En vérité, la France n’a pas renoncé aux ressources de son génie et elle réclame, pour elle comme pour ses enfants, de pouvoir librement exprimer son être, en ce compris la part chrétienne qu’il recèle, en réévaluant désormais, à la lumière des défis et mutations qui la travaillent en profondeur, une application du principe de laïcité qui ne soit plus castratrice. 

La catharsis lui est désormais inévitable et c’est bien au prix de cette révolution copernicienne que la France pourra se retrouver, à nouveau confiante et rayonnante.

Cependant, les forces puissantes qui, dans les médias ou ailleurs, s’efforcent inlassablement de la détacher d’avec elle-même, sont toujours à la manœuvre et nous les voyons à nouveau à l’action dans le débat autour de l’identité nationale.

De ce débat dont les Français contribueront empiriquement à en définir les termes, doit surgir, grâce à l’engagement éclairé de chacun, une vision de la France qui ne soit pas hémiplégique, qui puisse enfin assumer entièrement son histoire, sans rien n’en ignorer.

De la même façon que, du débat autour du Traité Constitutionnel Européen, dit Constitution Giscard, est heureusement sorti le Non massif exprimé avec fracas par les Français, à la surprise générale, lors du référendum du 29 mai 2005, celui qui se déroule présentement au sujet des contours d’une identité que les Français entendent fermement renvoyer aux pouvoirs publics, est des plus salutaires tant il permet à l’évidence de libérer, même au prix d’inévitables excès, une parole trop longtemps confisquée en ce domaine, comme en bien d’autres.

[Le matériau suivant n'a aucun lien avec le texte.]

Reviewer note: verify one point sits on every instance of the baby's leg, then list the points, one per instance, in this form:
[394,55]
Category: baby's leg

Tel un effet d’aubaine, il constitue donc l’une des rares occasions octroyée aux Français, non sans arrière-pensées politiciennes, par un système politico-médiatique qui regrette déjà de s’être aventuré sur ce terrain éminemment sensible, pour faire entendre leurs voix.

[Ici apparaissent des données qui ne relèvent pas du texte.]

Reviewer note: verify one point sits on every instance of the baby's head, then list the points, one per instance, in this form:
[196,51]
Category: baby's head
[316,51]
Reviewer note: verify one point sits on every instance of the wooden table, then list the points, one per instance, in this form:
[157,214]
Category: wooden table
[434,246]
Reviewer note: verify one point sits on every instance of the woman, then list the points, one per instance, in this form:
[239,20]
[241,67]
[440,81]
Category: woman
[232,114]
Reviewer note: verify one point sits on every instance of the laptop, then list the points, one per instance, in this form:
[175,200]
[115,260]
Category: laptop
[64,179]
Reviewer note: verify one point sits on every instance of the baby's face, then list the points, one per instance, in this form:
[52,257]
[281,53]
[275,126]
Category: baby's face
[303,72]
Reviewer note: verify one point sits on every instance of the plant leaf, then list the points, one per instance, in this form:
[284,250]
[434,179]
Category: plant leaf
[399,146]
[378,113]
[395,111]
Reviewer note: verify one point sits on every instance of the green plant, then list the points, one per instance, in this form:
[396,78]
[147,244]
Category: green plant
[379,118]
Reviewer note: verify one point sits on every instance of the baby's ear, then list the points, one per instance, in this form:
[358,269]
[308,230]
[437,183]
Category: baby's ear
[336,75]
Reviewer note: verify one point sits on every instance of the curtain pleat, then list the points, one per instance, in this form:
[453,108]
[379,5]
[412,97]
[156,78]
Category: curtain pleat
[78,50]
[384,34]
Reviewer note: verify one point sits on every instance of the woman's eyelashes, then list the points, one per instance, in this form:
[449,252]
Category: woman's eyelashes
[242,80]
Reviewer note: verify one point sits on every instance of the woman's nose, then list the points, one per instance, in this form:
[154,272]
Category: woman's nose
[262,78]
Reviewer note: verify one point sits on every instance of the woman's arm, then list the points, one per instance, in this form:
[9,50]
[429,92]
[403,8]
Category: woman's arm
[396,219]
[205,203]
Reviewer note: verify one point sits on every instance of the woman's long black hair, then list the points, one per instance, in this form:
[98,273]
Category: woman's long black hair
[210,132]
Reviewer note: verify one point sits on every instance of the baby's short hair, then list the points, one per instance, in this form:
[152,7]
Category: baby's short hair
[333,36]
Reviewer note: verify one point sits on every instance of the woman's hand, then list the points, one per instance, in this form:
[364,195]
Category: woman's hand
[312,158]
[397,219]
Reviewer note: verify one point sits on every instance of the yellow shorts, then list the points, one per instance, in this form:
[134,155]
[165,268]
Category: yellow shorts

Car déjà en effet, s’élèvent ici ou là des voix qui réclament, pour des motifs à coup sûr artificiels, l’arrêt de ce débat, dont les enjeux, singulièrement au plan électoral, sont tout sauf mineurs.

Contre tous les renoncements prévisibles, y compris et surtout s’ils émanent indignement de ses promoteurs, il nous faut donc, sans détours, sauver le débat sur l’identité nationale en veillant à ce qu’il ne soit pas secrètement étouffé, à l’exemple du sort méprisable qui fut réservé au Non référendaire français de 2005, avec l’adoption deux ans plus tard, au mépris du vote des Français, d’un Traité de Lisbonne en tout point comparable à la défunte Constitution Giscard !

S’il advenait, malgré tout, qu’il y soit mis un terme ou qu’il soit détourné au profit de médiocres objectifs partisans, il appartiendrait alors aux patriotes français de le ressusciter en vérité, dans ces colonnes comme ailleurs, pour le bien et la sauvegarde de la France.